Posted in Uncategorized with tags , on January 17, 2010 by inretaliation

A new article in the Guardian attempts to explain why men see prostitutes.

I interviewed 12 of the men, and found it a fascinating experience. One told me about his experience of childhood cruelty and neglect and linked this to his inability to form close ­relationships with anyone, particularly women. Alex admitted sex with ­prostitutes made him feel empty, but he had no idea how to get to know women “through the usual routes”. When I asked him about his feelings ­towards the women he buys he said that on the one hand, he wants ­prostitutes to get to know and like him and, on the other, he is “not under ­delusions” that the encounters are anything like a real relationship.

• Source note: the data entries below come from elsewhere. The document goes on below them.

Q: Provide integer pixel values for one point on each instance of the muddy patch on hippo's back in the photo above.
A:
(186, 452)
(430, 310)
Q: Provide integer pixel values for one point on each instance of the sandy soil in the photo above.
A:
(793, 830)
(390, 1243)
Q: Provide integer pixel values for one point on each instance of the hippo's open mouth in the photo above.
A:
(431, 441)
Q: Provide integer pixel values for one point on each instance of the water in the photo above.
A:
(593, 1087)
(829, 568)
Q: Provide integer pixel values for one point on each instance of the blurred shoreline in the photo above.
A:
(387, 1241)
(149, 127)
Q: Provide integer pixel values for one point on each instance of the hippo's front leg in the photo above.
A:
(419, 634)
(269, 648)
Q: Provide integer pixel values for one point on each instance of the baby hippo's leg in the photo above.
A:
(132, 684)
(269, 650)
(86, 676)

I felt compassion for Alex. No one had shown him how to form a bond with another human being and he was searching for something that commercial sex was never going to provide.

But another of the interviewees left me feeling concerned. Darren was young, good-looking and bright; I asked him how often he thought the women he paid enjoyed the sex. “I don’t want them to get any pleasure,” he told me. “I am paying for it and it is her job to give me pleasure. If she enjoys it I would feel cheated.” I asked if he felt prostitutes were different to other women. “The fact that they’re prepared to do that job where others won’t, even when they’re skint, means there’s some capability inside them that permits them to do it and not be disgusted,” he said. He seemed full of a festering, potentially explosive misogyny.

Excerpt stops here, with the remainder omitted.